In short, Arsenal’s uncoordinated man-marking approach caused their defensive structure to position itself as a whole following the attacking regions dictated by Chelsea. But within their defensive structure, there was a lack of communication among the players which was exploited by Chelsea’s players making runs from behind.
Chelsea played as a coherent unit
Sarri has implemented a cohesive playing structure for his team both on and off the ball. As already exhibited in their first league match at Huddersfield, Chelsea played a highly attacking football with the forward plays started as far as from the backline. Chelsea players are inclined to maintain this possession and passing game by structuring coherently close to each other to ensure multiple passing options around the ball-carrier. On the other hand, when off the ball this close coherent unit enables Chelsea defence to remain compact.
The passing structures in the central regions were set up to have three passing options around the ball carrier with Jorginho at the base of it. Barkley and Kante often went up alternatively depending on when the play commenced from their respective plane while Jorginho remained at the base of the passing play.

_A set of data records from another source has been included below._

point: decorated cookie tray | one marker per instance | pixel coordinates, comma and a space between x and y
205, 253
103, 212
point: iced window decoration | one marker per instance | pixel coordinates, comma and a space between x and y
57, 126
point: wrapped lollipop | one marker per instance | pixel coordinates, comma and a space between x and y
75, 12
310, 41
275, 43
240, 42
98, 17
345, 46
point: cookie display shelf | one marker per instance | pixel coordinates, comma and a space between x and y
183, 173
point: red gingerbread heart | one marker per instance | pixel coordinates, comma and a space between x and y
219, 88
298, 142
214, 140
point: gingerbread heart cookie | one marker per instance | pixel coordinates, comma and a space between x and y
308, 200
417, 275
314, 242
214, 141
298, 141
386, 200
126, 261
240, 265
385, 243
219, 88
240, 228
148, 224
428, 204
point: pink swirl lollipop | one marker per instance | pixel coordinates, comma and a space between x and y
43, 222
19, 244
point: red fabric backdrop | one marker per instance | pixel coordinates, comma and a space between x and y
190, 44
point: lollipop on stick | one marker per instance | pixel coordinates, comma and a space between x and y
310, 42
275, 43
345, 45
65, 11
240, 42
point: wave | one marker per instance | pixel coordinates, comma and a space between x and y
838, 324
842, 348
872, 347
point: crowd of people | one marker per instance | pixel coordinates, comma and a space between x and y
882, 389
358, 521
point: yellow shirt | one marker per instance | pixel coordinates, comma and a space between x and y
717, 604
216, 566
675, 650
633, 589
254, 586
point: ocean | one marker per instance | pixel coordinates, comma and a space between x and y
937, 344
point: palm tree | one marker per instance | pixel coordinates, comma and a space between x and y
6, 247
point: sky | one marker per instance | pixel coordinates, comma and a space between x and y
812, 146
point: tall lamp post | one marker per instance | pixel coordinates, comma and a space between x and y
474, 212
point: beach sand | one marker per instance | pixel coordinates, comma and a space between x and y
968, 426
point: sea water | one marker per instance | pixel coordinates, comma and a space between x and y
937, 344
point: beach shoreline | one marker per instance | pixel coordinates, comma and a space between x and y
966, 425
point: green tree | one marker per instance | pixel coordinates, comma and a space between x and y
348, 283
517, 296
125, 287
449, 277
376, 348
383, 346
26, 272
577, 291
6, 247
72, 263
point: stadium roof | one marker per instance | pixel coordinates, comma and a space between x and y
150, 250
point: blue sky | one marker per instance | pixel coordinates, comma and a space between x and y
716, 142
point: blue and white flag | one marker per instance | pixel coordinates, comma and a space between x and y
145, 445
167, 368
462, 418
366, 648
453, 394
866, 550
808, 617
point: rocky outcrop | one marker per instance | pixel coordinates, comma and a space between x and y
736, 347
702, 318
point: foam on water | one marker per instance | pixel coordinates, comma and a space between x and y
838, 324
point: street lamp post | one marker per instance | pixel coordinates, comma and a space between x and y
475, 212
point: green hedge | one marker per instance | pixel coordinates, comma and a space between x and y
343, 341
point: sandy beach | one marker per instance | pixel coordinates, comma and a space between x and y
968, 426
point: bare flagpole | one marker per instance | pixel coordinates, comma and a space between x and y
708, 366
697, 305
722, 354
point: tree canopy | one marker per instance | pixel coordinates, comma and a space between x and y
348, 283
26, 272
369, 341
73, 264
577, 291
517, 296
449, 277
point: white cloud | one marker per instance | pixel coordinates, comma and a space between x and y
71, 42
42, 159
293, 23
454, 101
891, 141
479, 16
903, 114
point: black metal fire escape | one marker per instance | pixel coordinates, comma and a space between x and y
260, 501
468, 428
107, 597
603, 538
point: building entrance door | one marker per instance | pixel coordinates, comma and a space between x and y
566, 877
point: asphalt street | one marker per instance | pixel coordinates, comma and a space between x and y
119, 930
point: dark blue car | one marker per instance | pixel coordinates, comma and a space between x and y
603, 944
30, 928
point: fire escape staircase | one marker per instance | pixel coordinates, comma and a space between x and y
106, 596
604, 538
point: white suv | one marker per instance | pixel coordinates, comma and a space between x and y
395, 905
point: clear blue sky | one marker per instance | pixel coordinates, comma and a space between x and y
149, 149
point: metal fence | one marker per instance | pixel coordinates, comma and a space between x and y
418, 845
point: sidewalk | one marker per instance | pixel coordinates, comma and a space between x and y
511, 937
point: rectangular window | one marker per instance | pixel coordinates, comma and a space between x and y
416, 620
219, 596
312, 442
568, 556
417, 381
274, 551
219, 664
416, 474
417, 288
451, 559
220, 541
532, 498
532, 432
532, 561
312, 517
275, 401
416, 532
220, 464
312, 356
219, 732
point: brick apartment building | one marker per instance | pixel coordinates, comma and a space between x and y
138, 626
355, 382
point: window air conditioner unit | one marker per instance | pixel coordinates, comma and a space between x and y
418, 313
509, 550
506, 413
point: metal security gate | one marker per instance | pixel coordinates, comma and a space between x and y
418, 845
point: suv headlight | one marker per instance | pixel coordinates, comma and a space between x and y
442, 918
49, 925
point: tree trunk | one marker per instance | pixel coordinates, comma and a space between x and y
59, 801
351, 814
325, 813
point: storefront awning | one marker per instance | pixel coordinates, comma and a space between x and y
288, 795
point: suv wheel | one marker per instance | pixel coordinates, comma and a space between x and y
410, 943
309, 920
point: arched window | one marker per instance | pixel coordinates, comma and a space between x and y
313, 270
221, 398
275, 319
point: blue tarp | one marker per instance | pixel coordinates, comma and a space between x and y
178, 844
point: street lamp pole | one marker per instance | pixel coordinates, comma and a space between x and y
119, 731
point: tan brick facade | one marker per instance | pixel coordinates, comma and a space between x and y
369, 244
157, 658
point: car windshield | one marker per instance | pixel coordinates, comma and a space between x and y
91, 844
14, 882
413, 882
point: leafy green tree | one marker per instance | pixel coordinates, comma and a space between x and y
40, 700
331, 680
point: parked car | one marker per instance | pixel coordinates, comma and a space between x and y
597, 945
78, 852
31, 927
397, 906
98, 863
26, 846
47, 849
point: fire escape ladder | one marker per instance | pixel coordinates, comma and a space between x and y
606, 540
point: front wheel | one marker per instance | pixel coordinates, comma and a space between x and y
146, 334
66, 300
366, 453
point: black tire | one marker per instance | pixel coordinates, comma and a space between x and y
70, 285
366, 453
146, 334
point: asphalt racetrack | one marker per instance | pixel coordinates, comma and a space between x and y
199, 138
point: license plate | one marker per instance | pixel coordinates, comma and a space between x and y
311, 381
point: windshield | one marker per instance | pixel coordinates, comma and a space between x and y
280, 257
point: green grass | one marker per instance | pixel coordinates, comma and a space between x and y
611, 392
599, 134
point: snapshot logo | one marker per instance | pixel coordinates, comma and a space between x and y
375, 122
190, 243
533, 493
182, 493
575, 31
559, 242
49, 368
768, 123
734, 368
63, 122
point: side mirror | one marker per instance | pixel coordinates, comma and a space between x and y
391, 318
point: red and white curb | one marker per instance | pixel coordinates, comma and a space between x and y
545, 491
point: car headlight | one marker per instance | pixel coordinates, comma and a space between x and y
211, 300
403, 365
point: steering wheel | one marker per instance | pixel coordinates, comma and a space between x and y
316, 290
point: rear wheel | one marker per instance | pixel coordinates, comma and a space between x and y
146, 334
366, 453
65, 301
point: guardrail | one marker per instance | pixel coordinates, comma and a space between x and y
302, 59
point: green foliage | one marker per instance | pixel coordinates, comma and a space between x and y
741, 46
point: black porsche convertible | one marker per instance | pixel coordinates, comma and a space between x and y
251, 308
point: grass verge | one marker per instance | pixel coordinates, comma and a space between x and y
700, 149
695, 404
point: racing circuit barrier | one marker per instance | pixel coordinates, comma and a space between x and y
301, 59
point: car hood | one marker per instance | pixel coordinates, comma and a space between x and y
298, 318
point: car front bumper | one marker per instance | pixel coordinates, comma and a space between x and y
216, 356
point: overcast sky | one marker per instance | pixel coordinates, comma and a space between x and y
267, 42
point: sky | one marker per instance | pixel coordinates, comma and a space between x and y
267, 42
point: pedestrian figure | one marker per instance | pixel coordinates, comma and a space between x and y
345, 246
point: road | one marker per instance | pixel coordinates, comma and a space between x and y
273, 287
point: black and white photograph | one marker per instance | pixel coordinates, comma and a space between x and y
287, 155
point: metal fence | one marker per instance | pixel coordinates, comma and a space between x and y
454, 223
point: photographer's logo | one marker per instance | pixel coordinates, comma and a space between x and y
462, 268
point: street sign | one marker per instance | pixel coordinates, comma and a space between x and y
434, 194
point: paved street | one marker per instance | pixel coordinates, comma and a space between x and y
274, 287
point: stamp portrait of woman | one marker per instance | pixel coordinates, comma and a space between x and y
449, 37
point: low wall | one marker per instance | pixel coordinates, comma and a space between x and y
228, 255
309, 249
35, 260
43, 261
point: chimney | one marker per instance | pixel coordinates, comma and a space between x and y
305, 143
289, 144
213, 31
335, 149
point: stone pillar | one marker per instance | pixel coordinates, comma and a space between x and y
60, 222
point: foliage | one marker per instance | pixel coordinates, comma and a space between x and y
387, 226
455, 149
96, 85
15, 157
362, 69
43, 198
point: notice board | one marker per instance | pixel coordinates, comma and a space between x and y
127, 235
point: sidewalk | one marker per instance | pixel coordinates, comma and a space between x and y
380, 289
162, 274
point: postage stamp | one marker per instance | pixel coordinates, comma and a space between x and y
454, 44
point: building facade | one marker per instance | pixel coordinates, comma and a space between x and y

On the other hand, the passing structures in the wider planes had four passing options with the respective centre back at the base of the passing structure, the respective central midfielder at the front, and Jorginho at the inside to shift the play horizontally if needed. The Blues have already been famous for their diamond passing sometime back; now the same is being implemented in Sarri’s intense, offensive style.
Jorginho at the inside of Chelsea’s diamond-shaped passing.
The coherent display compressed the play and so the positions of the players on the pitch to an extent that it opened up the flanks for Chelsea’s fullbacks as the wingers were cutting in. While Willian and Barkley had more of their influence towards the inside, their replacements, Kovacic (first appearance for Chelsea) and Hazard, tactically gained Chelsea by shifting the influence to the width. This also worked well in response to Arsenal’s replacement of Torreira to stabilise the defence.
Chelsea’s defensive arrangement in goal area
Chelsea did defend like a cohesive unit, however, the defensive organisation was still likely to lose compactness once the opponents penetrated to Chelsea’s defensive third via long balls or via any quick pick-and-pass play while in the transitional phase. As a result, Chelsea coped up with this loosening of compactness by going all flat. Following this, the midfielders also dropped back to go flat with the backline. This left a huge space for the opponents in front of the defence line to take long shots. Instead, the midfielders should have remained ahead of the backline to stop such long shots.
As the play, on the whole, was compressed enough to leave one of the flanks open, Arsenal also exploited the open wings to penetrate to their final third, like Chelsea did to Arsenal. And once penetrated, they were good in sending crosses from the wider planes into the spaces left by Chelsea outside or between their passing structures.
This vulnerable defensive arrangement of Chelsea also conceded them expected goals (xG) stats which increased dramatically for Arsenal in the second half surpassing that of Chelsea’s.